Stephen Broadbent
From the beginning I suppose I’ve always loved simply making things, and this was nurtured through my schooling in Liverpool and the teaching of a former silversmith Mr Hickman, who instilled in me a love of materials and craft process, and a vision to become a silversmith myself.
The opportunity of studying silversmithing at Sheffield was deferred after meeting the Liverpool sculptor Arthur Dooley, who of course was very disparaging of the art college system. I decided to move my school bed to his Bear Brand stocking factory studio and began what was to become my second informal apprenticeship.
Arthur exposed me to a world of ideas, politics and religion, and a revolutionary vision of art, that can transform the world, it was about crafting metaphors, ‘putting flesh on an idea’ as Arthur would say.
I remained with Arthur for four years, but during that time was encouraged to develop my own work, and when a London Gallery came looking to exhibit Arthur’s work, he dismissed them encouraging them instead to exhibit my own work. My first exhibition of small bronzes was at the Aberbach Gallery Savile Row London in 1982.
Newly married I established my own practice at the Bridewell studios in Liverpool, and began life as a professional artist.
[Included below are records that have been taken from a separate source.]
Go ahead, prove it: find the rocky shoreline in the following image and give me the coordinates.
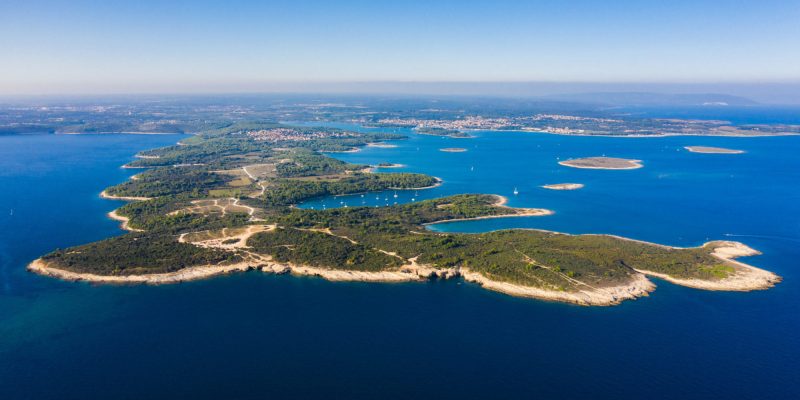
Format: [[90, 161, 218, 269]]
[[462, 269, 656, 306], [100, 190, 151, 202], [28, 237, 777, 305], [27, 257, 650, 306], [107, 209, 143, 232]]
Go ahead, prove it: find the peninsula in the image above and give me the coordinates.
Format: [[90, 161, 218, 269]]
[[29, 122, 780, 306], [559, 157, 643, 170]]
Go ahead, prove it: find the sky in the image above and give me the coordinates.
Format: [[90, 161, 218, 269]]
[[1, 0, 799, 97]]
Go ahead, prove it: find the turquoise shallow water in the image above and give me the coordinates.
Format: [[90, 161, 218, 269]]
[[1, 125, 799, 399]]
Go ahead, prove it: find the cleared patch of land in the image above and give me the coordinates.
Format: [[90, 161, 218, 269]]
[[559, 157, 643, 170], [542, 183, 584, 190], [169, 198, 265, 221], [179, 224, 276, 250], [684, 146, 745, 154]]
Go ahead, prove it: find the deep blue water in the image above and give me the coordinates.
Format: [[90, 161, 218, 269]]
[[1, 127, 799, 399]]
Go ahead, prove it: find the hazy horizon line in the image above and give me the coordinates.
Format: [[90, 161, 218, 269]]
[[2, 81, 800, 105]]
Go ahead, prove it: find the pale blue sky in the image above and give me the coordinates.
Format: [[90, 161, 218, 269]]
[[1, 0, 799, 94]]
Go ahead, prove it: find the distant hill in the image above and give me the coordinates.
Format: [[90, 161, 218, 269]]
[[541, 92, 759, 107]]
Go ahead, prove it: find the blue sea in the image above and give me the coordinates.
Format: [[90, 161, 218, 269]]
[[2, 112, 799, 399]]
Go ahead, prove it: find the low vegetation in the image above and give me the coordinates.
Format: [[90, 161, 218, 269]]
[[42, 234, 240, 275]]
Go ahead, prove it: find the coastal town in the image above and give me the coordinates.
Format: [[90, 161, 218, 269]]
[[367, 114, 800, 137], [4, 97, 800, 138], [371, 114, 619, 135], [244, 127, 358, 142]]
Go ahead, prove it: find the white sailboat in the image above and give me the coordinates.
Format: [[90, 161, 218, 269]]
[[513, 187, 519, 195]]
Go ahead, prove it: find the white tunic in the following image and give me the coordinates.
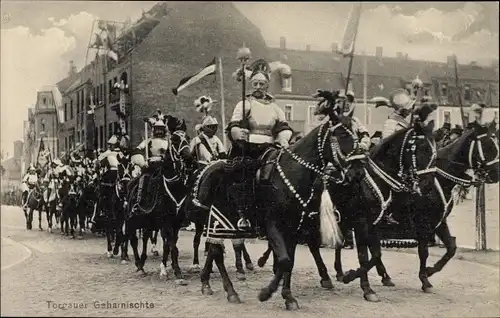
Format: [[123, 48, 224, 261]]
[[191, 133, 225, 164], [382, 112, 409, 139]]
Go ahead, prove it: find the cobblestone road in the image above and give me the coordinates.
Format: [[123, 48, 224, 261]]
[[1, 205, 498, 317]]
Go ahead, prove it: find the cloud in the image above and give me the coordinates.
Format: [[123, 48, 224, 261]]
[[0, 12, 97, 155], [356, 4, 498, 64]]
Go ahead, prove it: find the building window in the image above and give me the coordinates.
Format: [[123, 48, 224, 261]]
[[464, 85, 471, 101], [64, 103, 68, 121], [65, 137, 68, 152], [100, 83, 104, 102], [440, 83, 448, 96], [308, 105, 321, 126], [94, 127, 98, 149], [443, 111, 451, 124], [70, 100, 73, 119], [284, 104, 293, 121], [282, 77, 292, 92], [494, 111, 498, 123], [43, 97, 47, 105], [108, 122, 114, 137], [108, 80, 112, 96], [97, 86, 100, 103]]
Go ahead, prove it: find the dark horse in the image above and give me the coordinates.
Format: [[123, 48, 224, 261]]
[[191, 89, 367, 310], [122, 116, 192, 285], [259, 102, 439, 301], [360, 121, 499, 293], [59, 177, 79, 238], [42, 179, 59, 233], [22, 183, 43, 230]]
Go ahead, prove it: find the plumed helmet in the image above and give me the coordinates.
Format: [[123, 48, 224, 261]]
[[153, 119, 166, 128], [389, 89, 413, 110], [202, 115, 218, 127], [53, 158, 63, 166], [107, 135, 119, 145], [194, 96, 214, 114], [28, 164, 35, 171], [249, 59, 271, 83], [470, 103, 485, 115]]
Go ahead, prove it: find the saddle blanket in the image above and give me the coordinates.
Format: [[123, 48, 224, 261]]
[[203, 204, 257, 240]]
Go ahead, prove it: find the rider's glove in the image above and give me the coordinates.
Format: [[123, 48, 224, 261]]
[[230, 127, 249, 141]]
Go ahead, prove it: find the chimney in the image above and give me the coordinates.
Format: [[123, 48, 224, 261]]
[[68, 60, 77, 77], [280, 36, 286, 50], [331, 42, 339, 53], [306, 44, 311, 51], [447, 55, 456, 67], [375, 46, 383, 60]]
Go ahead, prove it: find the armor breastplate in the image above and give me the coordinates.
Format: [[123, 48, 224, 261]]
[[106, 155, 119, 168], [247, 99, 279, 136], [26, 175, 38, 185], [149, 138, 169, 157]]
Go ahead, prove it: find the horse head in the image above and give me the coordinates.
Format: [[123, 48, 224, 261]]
[[371, 103, 438, 195], [311, 89, 367, 183], [439, 122, 499, 184]]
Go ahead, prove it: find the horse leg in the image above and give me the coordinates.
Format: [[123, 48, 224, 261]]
[[113, 217, 123, 256], [129, 230, 143, 272], [343, 222, 379, 302], [46, 203, 53, 233], [70, 209, 77, 239], [210, 241, 241, 303], [105, 222, 114, 257], [160, 228, 171, 278], [191, 223, 203, 272], [258, 220, 287, 303], [368, 242, 395, 287], [120, 221, 131, 264], [167, 225, 187, 285], [232, 239, 246, 281], [417, 237, 434, 293], [241, 241, 254, 271], [38, 206, 43, 231], [257, 243, 272, 268], [23, 206, 29, 230], [139, 228, 151, 272], [425, 222, 457, 279], [150, 229, 159, 256], [204, 241, 209, 256], [200, 241, 217, 295], [307, 241, 334, 289], [78, 205, 85, 237], [334, 246, 344, 281], [281, 242, 299, 311]]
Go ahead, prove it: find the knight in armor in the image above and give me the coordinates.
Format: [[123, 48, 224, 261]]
[[191, 96, 227, 167], [96, 135, 122, 215], [131, 112, 170, 210], [470, 103, 485, 126], [227, 58, 293, 229], [373, 88, 413, 139], [21, 164, 39, 206]]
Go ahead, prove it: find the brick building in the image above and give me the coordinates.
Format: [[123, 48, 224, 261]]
[[45, 1, 498, 156]]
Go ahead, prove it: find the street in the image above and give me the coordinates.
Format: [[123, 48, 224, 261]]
[[1, 205, 499, 317]]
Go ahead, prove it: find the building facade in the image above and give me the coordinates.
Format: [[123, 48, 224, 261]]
[[32, 2, 499, 160]]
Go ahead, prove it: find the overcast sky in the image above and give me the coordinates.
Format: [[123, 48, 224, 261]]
[[1, 1, 498, 156]]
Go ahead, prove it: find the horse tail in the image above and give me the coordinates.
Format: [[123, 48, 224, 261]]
[[319, 186, 343, 248]]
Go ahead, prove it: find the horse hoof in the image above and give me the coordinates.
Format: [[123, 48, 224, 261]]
[[336, 274, 344, 282], [320, 278, 334, 290], [343, 270, 356, 284], [382, 277, 395, 287], [285, 300, 300, 311], [364, 292, 380, 302], [106, 252, 113, 258], [190, 264, 201, 272], [236, 272, 246, 281], [160, 265, 167, 277], [422, 286, 434, 293], [48, 228, 52, 233], [246, 263, 254, 271], [227, 294, 241, 304], [257, 257, 266, 268], [175, 279, 188, 286], [202, 285, 214, 295], [152, 251, 159, 257], [39, 227, 43, 231], [77, 235, 83, 240], [120, 260, 128, 265], [258, 288, 272, 302]]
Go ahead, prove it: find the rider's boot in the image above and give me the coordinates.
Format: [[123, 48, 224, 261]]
[[134, 175, 145, 211]]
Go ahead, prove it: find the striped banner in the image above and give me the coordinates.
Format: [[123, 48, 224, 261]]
[[172, 58, 216, 96], [340, 2, 363, 57]]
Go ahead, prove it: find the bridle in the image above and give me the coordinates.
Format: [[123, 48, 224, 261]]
[[367, 128, 437, 195], [274, 119, 366, 231]]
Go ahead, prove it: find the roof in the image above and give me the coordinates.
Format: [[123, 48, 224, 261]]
[[280, 70, 344, 96], [268, 48, 498, 82]]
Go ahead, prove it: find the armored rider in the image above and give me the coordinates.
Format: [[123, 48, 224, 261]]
[[191, 96, 227, 167], [376, 89, 413, 139], [227, 58, 293, 229], [131, 112, 170, 211], [21, 164, 39, 207], [97, 135, 122, 215]]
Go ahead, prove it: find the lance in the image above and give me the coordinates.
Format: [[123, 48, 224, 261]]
[[236, 44, 252, 158], [453, 55, 467, 127]]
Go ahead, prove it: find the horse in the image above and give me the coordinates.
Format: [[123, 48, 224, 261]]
[[359, 121, 499, 293], [191, 89, 367, 309], [42, 178, 59, 233], [59, 177, 79, 238], [122, 116, 192, 285], [258, 101, 439, 302], [76, 175, 98, 236], [22, 183, 44, 230]]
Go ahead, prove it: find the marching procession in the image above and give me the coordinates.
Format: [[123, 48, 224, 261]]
[[15, 50, 499, 310]]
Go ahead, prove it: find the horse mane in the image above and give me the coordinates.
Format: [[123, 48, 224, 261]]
[[194, 160, 226, 201], [370, 127, 411, 160]]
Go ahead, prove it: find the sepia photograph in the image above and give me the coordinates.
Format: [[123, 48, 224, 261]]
[[1, 1, 499, 316]]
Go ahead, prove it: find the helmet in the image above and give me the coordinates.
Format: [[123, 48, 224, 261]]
[[153, 119, 166, 137], [201, 115, 218, 136], [28, 164, 35, 172], [249, 59, 271, 84], [336, 89, 356, 117], [389, 89, 413, 111], [107, 135, 119, 145]]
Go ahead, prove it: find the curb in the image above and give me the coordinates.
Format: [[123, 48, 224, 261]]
[[1, 236, 33, 271]]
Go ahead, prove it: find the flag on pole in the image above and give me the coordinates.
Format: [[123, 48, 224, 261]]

I seemed always drawn to creating artwork that connected to place or people, and fell into the emerging public art movement.
I was fortunate to win commissions, and also develop public art projects, including ‘Reconciliation’ a public art project connecting the Cities of Glasgow Liverpool and Belfast, which opened up my mind to new possibilities.
Over the years the studio grew, and many public realm commissions were completed, the
ʻRiver of Lifeʼ in Bridge street Warrington (1994), was another significant breakthrough in
my practice opening up the idea of place making, looking at the whole space rather than
simply dropping an object into a space.
The artists role in the public realm continues to develop, the artist interprets a communities
story, helping a community to remember, to celebrate, and an increasing focus on how a
community inhabits a space, recognising that the most beautiful and vibrant thing you can
fill a space with are the community itself.
The love of making endures, and I continue to develop small works and complete private
commissions, and maybe one day will manage pull together a new exhibition.
Stephen Broadbent was born in 1962 in Wroughton Wiltshire. He now lives and works near
Chester, married to Lorraine and now supported by three children Jedidiah Lucy and Isaac.